Model Test Accuracy Notes
Bidirectional RNN 45.20% Baseline, struggles with long deps
Bidirectional LSTM 59.50% Better long-term dependencies
Bidirectional LSTM + Attention 62.25% Focuses on important parts of input
AllenAI Longformer 17.25% Requires more tuning for this dataset
DistilBERT (Full Data) 43.75% Leverages pre-trained language model
Transformer Classifier 38.65% Good, but expensive for very long seq
BigBird TBD Promising for very long sequences

(TBD: BigBird performance depends on tuning hyperparameters and training regime.)


Further Explanations

  • Why Hierarchical Expressions?
    Traditional sequence models excel at linear dependencies.

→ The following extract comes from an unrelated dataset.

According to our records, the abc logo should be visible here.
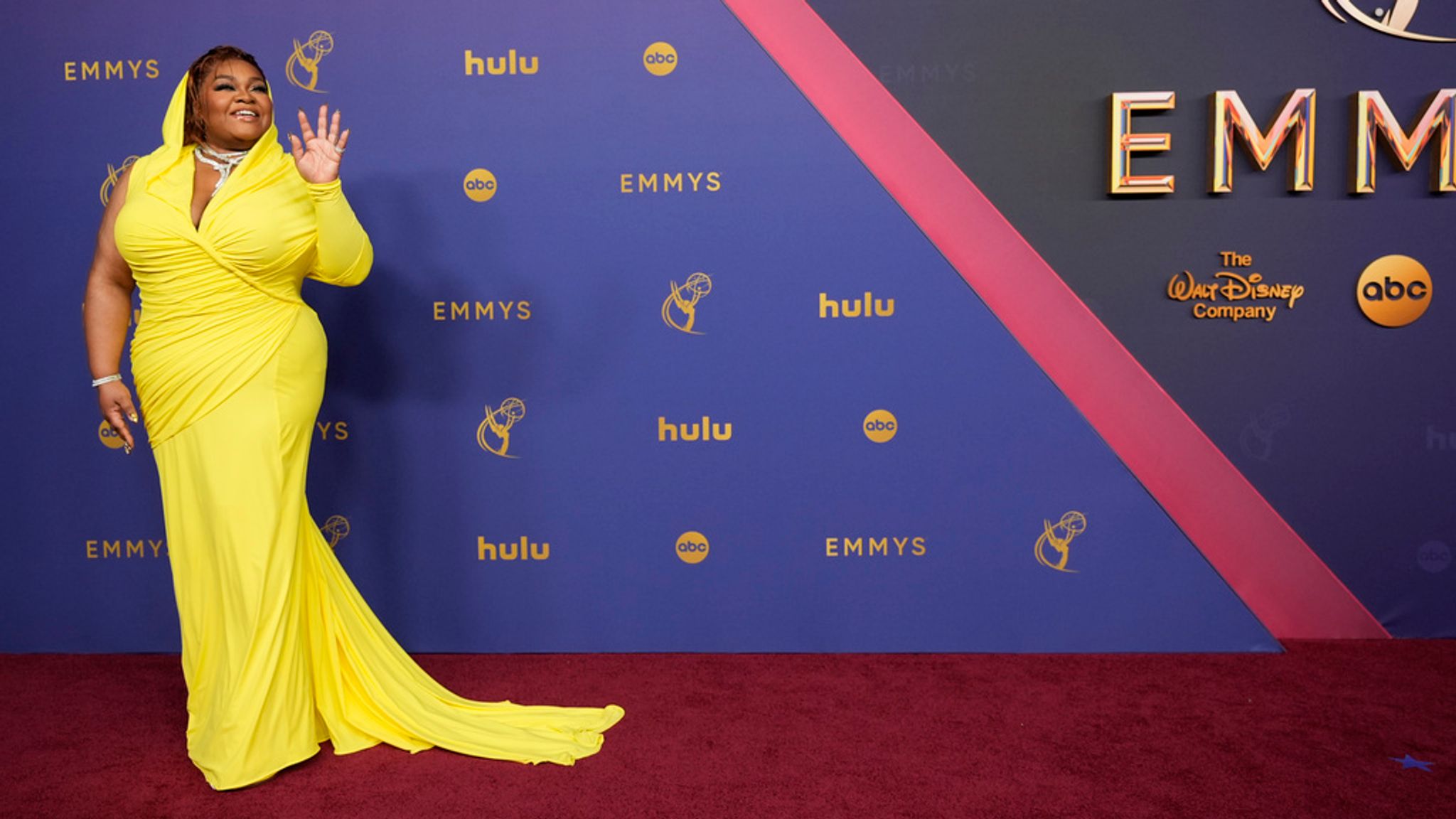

Hierarchical expressions challenge models to handle nested structures and long-range dependencies, highlighting differences in model architectures.

  • Why Transformers and BigBird?
    Transformers have shown state-of-the-art results in NLP. BigBird extends these capabilities to handle extremely long sequences efficiently by using sparse attention patterns.

  • Trade-offs:

    • Bidirectional RNNs/LSTMs: Simpler but struggle with very long inputs.
    • Transformers: Powerful but can be expensive (O(n²) complexity in sequence length).
    • Sparse-Attention Models (Longformer, BigBird): More efficient for long sequences, but may require careful tuning and can be more complex to implement.